If you only purchased the Atlas for Clojure v1.2.0 previously, your account has been upgraded to include the Atlas for v1.3.0.

Ontology improvements

Aside from the obvious additions that needed to go in to reflect changes in Clojure v1.3.0 and v1.4.0, the ontology has been improved significantly to be more comprehensive and more accurate.  In addition, I’ve started adding detailed documentation (for example) to subjects/nodes within the ontology that I’ve added (in contrast to vars, which in general already have documentation of their own).

Visualization improvements

The graph visualization is certainly far from perfect, but I’ve tweaked it a fair bit to get it to “settle” faster than it did before.  I’m also pondering a complete reworking of the visualization to make it deterministic (rather than using a particle simulation as it does now).

No more PayPal

Many people balked at using PayPal — and believe me, no one is happier than I to be rid of it at this point.  Payments are now all handled courtesy of Stripe, which has been a dream to work with.

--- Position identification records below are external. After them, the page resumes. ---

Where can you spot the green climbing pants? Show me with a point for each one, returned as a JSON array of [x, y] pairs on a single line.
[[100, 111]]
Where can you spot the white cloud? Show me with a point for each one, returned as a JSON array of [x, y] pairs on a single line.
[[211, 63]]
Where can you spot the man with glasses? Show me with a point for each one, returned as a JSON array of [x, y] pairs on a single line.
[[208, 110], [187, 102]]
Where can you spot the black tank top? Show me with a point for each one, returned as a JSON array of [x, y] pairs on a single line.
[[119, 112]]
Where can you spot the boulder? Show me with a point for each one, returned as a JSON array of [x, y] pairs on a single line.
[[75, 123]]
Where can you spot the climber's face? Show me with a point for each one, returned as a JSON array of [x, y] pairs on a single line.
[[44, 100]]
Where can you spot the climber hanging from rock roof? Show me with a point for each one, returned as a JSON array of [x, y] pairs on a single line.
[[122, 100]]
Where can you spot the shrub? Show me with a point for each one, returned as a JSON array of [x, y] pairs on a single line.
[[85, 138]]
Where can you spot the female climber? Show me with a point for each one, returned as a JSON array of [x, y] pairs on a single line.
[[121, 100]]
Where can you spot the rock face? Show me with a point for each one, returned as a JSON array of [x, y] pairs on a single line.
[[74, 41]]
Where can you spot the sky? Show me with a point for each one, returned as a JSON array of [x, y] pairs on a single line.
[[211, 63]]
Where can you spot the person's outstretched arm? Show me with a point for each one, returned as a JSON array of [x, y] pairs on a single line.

Clojure Atlas now available

A few weeks ago, I previewed Clojure Atlas; I’m happy to announce that it is now publicly available:

Clojure Atlas, an experimental visualization of the Clojure language and its standard library

There’s a free demo available which will nag you after a bit; if you find it useful, interesting, helpful, or even just a little fun, it would be great if you purchased Clojure Atlas for whichever version(s) of Clojure you’re interested in.

For some limited period of time, you can pre-order an Atlas for the forthcoming Clojure v1.3 at a $10 discount, so grab that soon if you are interested in it.

Please note that Clojure Atlas is by no means Done, or even “done”.  I’m opening it up for use and purchase now in the spirit of release early, release often, so you are sure to find rough edges in the UI and straightforward incompleteness in the ontology that drives the Atlas.  You can read more about the current status here.

As for what’s in the future for Clojure Atlas, my personal to-do list is far too long to go into.  Part of why I’m releasing it “early” is to get a sense of what people want, and what will be most useful.  Doing otherwise would surely lead me to fritter away precious days and weeks honing features interesting to only a few.  There are links all over the site and in the Atlas itself where you can submit ideas, suggestions, and bug reports via all sorts of channels; I’ll be keeping a close eye on the email, tweets, and UserVoice threads submitted in order to filter and prioritize future work.

Why are you still reading this post?  Go check out the Clojure Atlas!

P.S. I’d like to thank all of the early-access testers that provided valuable feedback leading up to this release.  In particular, Edmund Jackson spent far more time with me on irc than he needed to, helping to ferret out issues in the earlier revisions of the graph visualization, and making a variety of excellent suggestions for future development.

Clojure Atlas (Preview!)

Today, I’m opening up a “preview” site for Clojure Atlas, a new side project of mine that I’m particularly excited about.

Clojure Atlas is an experiment in visualizing a programming language and its standard library.  I’ve long been frustrated with the limitations of text in programming, and this is my attempt to do something about it.  From the site:

While Clojure Atlas has a number of raisons d’être, it fundamentally exists because I’ve consistently thought that typical programming language and API references – being, in general, walls of text and alphabetized links – are really poor at conveying the most important information: not the minutiae of function signatures and class hierarchies, but the stuff that’s “between the lines”, the context and interrelationships between such things that too often are only discovered and internalized by bumping into them in the course of programming. This is especially true if we’re learning a language and its libraries (really, a never-ending process given the march of progress), and what’s standing in our way is not, for example, being able to easily access the documentation or signature for a particular known function, but discovering the mere existence of a previously-unknown function that is perfect for our needs at a given moment.

This is just a preview – all sizzle and no steak, as it were.  I’m working away at the ontology that drives the visualization and user experience, but I want to get some more early (quiet) feedback from a few folks to make sure I’m not committing egregious sins in various ways before throwing open the doors to the world.